ABC-optimizer (Affinity-Based Code optimizer) uses function-level affinity information to optimize the code layout by placing closely called functions nearby. In order to process affinity information, the program needs to be instrumented using an LLVM pass. The instrumented program will then be used during the development stage and it will release the optimized code layout upon every exit. The code layout will then be changed using another LLVM pass.

LLVM Libraries

The library code used to process affinity information and release optimized code layout is located in "lib/FunctionTracing/CallSiteTracing". The instrumentations of this pass require runtime functions which are located in "runtime/FunctionTracing/CallSiteTracing".

The library code used to change the code layout is located in "lib/FunctionReordering".

Test code

The example test code and instructions on how to run the test is located in "example".

Requirements

This tool requires LLVM and Clang to be built.

http://clang.llvm.org

Configure and Build

To configure the tool, run

$ ./configure --with-llvmsrc=path/llvm/source/tree --with-llvmobj=path/to/llvm/object/tree

To build the tool, run

$ make

To run the test, go into the "example" directory and run

$ make prog.abc_tr.out

This will generate the instrumented program as the executable "prog.abc_tr.out". To run the instrumented program, make sure that the environment variables SAMPLE_RATE, MAX_WINDOW_SIZE, and MAX_FREQ_LEVEL, MEMORY_LIMIT are set appropriately.

SAMPLE_RATE determines the rate at which windows are sampled. The closer to one this rate is set, the more accurate affinity information will be obtained. However, the performance linearly depends on this rate too. However, since the current test program goes over small number of instruction, you can set it to 1.
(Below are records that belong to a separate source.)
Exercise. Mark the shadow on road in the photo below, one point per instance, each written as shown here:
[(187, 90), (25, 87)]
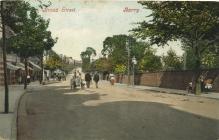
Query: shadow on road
[(52, 115)]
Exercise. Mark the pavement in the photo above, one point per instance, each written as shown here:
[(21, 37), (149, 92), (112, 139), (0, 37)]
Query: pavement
[(55, 112), (8, 121), (212, 95)]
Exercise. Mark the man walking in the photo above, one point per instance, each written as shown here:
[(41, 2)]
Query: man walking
[(87, 79), (96, 79)]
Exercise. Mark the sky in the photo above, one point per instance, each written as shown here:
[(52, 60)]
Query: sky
[(81, 24)]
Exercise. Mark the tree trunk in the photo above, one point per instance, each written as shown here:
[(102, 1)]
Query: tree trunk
[(196, 87), (41, 73), (26, 73)]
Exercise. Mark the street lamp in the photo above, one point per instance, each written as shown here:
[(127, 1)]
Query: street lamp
[(128, 49), (134, 62)]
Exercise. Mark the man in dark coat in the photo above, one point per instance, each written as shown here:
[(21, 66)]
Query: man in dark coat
[(87, 79), (96, 79)]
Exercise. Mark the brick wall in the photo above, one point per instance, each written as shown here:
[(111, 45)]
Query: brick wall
[(170, 79)]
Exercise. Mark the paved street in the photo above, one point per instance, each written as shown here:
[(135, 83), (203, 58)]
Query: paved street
[(54, 112)]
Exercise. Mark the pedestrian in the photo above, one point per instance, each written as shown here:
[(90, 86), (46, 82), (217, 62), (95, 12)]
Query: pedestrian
[(87, 79), (112, 79), (28, 79), (96, 79)]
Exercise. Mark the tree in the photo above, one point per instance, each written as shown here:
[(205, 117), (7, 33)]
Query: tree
[(120, 68), (194, 23), (32, 37), (115, 48), (150, 62), (103, 64), (86, 58), (53, 61), (172, 61)]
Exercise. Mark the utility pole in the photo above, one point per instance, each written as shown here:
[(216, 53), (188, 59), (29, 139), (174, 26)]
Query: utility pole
[(4, 58)]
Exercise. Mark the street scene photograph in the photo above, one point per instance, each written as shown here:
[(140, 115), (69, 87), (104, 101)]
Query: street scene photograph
[(109, 70)]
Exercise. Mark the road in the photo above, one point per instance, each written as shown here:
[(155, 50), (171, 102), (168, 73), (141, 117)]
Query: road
[(54, 112)]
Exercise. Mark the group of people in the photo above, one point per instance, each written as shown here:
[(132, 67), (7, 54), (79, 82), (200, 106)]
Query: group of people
[(88, 79), (77, 80)]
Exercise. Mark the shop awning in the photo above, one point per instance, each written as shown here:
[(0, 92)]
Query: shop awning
[(12, 67), (35, 65), (22, 66)]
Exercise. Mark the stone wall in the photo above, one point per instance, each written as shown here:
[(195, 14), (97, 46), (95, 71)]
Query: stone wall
[(170, 79)]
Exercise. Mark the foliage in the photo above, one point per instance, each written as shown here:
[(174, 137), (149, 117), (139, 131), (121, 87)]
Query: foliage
[(103, 64), (86, 58), (53, 61), (31, 36), (120, 68), (172, 61), (150, 62), (194, 23), (115, 48)]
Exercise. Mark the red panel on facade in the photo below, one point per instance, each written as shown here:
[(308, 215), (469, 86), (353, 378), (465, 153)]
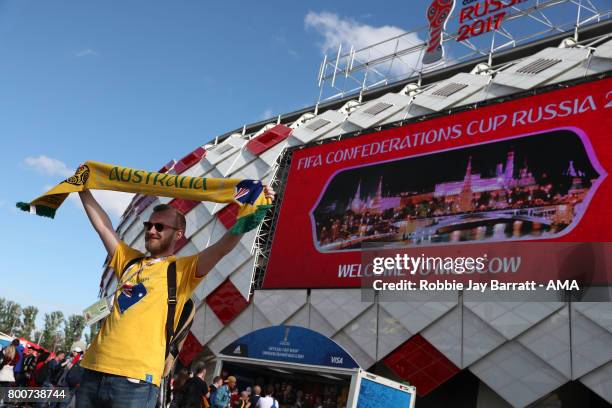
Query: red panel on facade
[(420, 363), (189, 160), (226, 301), (167, 167), (268, 139), (183, 206), (228, 215), (191, 348)]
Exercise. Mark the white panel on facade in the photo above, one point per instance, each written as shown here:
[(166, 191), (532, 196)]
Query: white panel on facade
[(208, 235), (517, 375), (550, 339), (590, 345), (319, 324), (604, 50), (510, 318), (479, 338), (598, 312), (242, 278), (358, 338), (391, 333), (450, 92), (318, 126), (491, 91), (445, 335), (198, 169), (235, 259), (417, 309), (338, 306), (237, 328), (300, 318), (196, 218), (212, 280), (223, 150), (376, 111), (529, 73), (256, 170), (139, 243), (242, 159), (411, 111), (274, 307), (346, 127), (188, 249), (206, 324), (600, 381)]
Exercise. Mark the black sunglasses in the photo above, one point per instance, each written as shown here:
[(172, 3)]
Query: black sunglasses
[(159, 227)]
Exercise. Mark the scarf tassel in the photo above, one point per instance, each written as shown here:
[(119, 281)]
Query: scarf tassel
[(41, 210), (251, 221)]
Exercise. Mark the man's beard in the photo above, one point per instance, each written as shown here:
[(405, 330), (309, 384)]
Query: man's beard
[(156, 246)]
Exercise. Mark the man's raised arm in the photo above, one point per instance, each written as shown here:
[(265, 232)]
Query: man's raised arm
[(100, 221), (209, 257)]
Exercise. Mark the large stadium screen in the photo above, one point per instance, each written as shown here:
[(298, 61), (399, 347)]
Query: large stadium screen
[(532, 169), (373, 391)]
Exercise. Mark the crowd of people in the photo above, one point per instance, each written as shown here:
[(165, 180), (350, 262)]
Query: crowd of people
[(26, 366), (189, 390)]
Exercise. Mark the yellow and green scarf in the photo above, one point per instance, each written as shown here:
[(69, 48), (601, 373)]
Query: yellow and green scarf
[(248, 194)]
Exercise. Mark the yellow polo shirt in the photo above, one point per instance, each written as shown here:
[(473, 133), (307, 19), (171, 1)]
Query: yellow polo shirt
[(132, 342)]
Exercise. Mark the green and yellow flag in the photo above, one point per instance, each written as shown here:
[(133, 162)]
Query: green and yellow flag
[(248, 194)]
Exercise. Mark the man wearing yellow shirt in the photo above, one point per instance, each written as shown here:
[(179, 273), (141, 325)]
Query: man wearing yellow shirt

MAX_WINDOW_SIZE controls the maximum size each sampled window can grow up to. The performance of the algorithm at worst case depends quadratically with this size, though in practice it is better than that. For this test you can set it to 3.

MAX_FREQ_LEVEL controls the granularity of the analysis. The larger value it is set to, the more accurate information will be obtained. For this test case, you can set it to 10.

MEMORY_LIMIT (in bytes) bounds the size of the profiling runtime memory. Set it according to your memory limit.

Then simply run

$ ./prog.abc_tr.out

This will generate the new code layout in the file named "layout.abc". Then run

$ make prog.abc.out

This will generate the new executable prog.abc.out which conforms to the code layout in "layout.abc".